Monday, January 9, 2017
As I watch the process I'm thinking of the Gospel passage for yesterday's celebration of the Epiphany. As the story of the journey of magi to the manger unfolds, it contains an account of a certain de-icing that needs to take place, but in fact doesn't: de-icing not of airplane wings but of the human heart.
King Herod heard the news of the birth of a king. His already cold heart went into deep freeze. No heaven-ward ascent of the spirit in him! He remained solidly frozen to the ground of his worldly and self-centered concerns. His heart had become so solidly encased in the ice of self-reference that he could understand the newborn child only as a threat to his authority and power. His icy self-regard rendered all else expendable, even the innocent children he had slaughtered in his desire to destroy the child born in Bethlehem.

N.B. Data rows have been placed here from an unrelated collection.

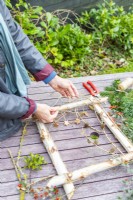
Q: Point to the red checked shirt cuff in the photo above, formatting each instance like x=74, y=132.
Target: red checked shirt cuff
x=44, y=73
x=31, y=108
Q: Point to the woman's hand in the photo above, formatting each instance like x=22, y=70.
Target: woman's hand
x=64, y=87
x=45, y=113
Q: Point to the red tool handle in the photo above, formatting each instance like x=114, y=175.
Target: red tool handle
x=93, y=87
x=92, y=90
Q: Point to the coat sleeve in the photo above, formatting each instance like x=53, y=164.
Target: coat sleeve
x=14, y=107
x=31, y=57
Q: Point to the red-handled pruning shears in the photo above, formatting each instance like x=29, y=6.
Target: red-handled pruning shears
x=91, y=88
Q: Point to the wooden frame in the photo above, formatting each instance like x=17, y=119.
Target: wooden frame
x=66, y=178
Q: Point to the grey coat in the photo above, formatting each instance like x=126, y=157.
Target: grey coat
x=13, y=107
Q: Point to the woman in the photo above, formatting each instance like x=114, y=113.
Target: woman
x=16, y=55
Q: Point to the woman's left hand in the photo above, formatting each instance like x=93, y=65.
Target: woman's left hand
x=64, y=87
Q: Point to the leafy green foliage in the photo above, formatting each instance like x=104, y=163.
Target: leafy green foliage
x=122, y=106
x=92, y=45
x=34, y=161
x=111, y=25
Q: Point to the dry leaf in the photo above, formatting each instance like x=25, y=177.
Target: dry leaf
x=84, y=113
x=66, y=123
x=77, y=121
x=55, y=124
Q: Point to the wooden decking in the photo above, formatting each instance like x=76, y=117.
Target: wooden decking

And what about those chief priests and scribes, who learned the news of the birth as Herod consulted them? It seems they could have benefited from some of the de-icing formula as well. The account does not record any effort made on their part to see for themselves what was unfolding in Bethlehem. They were grounded by the ice of indifference. Extraordinary, really. They who knew the prophecies, they who heard that what had been foretold from of old might now be fulfilled, never budged off the tarmac.
All of this raises the very important question of our own response to all that has been proclaimed about Jesus Christ throughout the Christmas season now concluded. The full acceptance of the truth that he is the Son of God made flesh for our salvation causes one's life to soar to unimagined heights of peace, hope and joy. What area of my life needs de-icing? Am I frozen by fear of the change Jesus will ask of me? Does the frost of bitterness grip my heart and freeze out others who seek my forgiveness or whom I must forgive? Has the ice of complacency settled upon me rendering me indifferent to the abundant new life Jesus holds in store?
The glad tidings of Christmas position us for takeoff. By his mercy, may Jesus clear away the ice and thus enable us to follow him.